Он боялся, что его заменят.
— До этого не дойдет, солнышко. Я буду защищать твое право быть вонючим и необщительным… ценой собственной жизни.
Мы обнялись и попрощались, потом я проделала то же самое со Вторник, которая читала в постели, хихикая над смехотворными несовершенствами теории относительности. Она поняла, что я отправляюсь в какое-то опасное место, поэтому вылезла из кровати и на всякий случай обняла меня еще раз. Я тоже ее обняла, подоткнула ей одеяло и велела не выставлять Эйнштейна таким уж тупицей, чтобы не казаться самоуверенной нахалкой. Затем я отправилась сказать «до свидания» Дженни и помню, что сделала это, хотя по какой-то причине Пятница и Вторник выбрали именно этот момент, чтобы заспорить о яркости света в холле. Разняв их, я спустилась к Лондэну.
— Лонд, — сказала я, не зная, что еще сказать, поскольку у меня редко случались аварийные вызовы на ковроукладку и изображать, что такой вызов поступил именно сейчас, значило бы откровенно лгать, — ты знаешь, что я тебя люблю?
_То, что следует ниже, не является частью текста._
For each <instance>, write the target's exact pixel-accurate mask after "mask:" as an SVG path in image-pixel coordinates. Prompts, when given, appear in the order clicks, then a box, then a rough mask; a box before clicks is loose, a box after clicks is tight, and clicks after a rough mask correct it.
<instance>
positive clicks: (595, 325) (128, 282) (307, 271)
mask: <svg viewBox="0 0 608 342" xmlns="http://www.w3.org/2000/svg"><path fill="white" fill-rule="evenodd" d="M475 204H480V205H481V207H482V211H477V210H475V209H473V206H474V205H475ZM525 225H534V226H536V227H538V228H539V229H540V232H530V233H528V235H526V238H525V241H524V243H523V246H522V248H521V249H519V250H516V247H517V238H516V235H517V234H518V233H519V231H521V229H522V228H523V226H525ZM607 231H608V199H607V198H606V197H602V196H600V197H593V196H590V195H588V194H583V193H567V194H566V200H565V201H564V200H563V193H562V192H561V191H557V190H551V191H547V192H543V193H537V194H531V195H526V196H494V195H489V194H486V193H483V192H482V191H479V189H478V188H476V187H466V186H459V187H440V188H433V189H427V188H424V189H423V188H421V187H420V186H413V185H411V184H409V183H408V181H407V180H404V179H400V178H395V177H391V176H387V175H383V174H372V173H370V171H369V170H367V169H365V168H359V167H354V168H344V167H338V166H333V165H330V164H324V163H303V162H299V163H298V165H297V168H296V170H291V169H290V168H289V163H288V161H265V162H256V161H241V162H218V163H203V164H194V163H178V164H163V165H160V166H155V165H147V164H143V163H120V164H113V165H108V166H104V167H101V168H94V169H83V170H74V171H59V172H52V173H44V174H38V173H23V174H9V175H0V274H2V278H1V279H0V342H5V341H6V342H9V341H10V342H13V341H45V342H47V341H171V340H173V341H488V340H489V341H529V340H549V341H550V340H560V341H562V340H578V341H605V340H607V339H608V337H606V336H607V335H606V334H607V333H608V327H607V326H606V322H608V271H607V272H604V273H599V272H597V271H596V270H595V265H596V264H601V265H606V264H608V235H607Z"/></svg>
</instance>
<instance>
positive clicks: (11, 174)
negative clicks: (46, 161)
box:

— Лучше, чем ты думаешь, солнышко.
— И ты мне веришь?
— Конечно.
— Хорошо. Мне надо идти…
— …на срочную укладку коврового покрытия?
Я улыбнулась.
— Ага. Пожелай мне удачи.
Мы обнялись, я надела пиджак и, выйдя из дома, поймала такси до гравипорта Клэри-Ламар. Благополучно успев на капсулу до Сакнуссума, я вынула мобильник и набрала номер, глядя на темные уэссекские пейзажи, пролетавшие мимо с такой скоростью, что редкие уличные фонари сливались в одну оранжевую полосу. На звонок ответили, я помолчала, унимая сердцебиение, и произнесла:
— Это Четверг Нонетот. Я хочу поговорить с Джоном Генри Голиафом. Вам придется его разбудить. Это важно.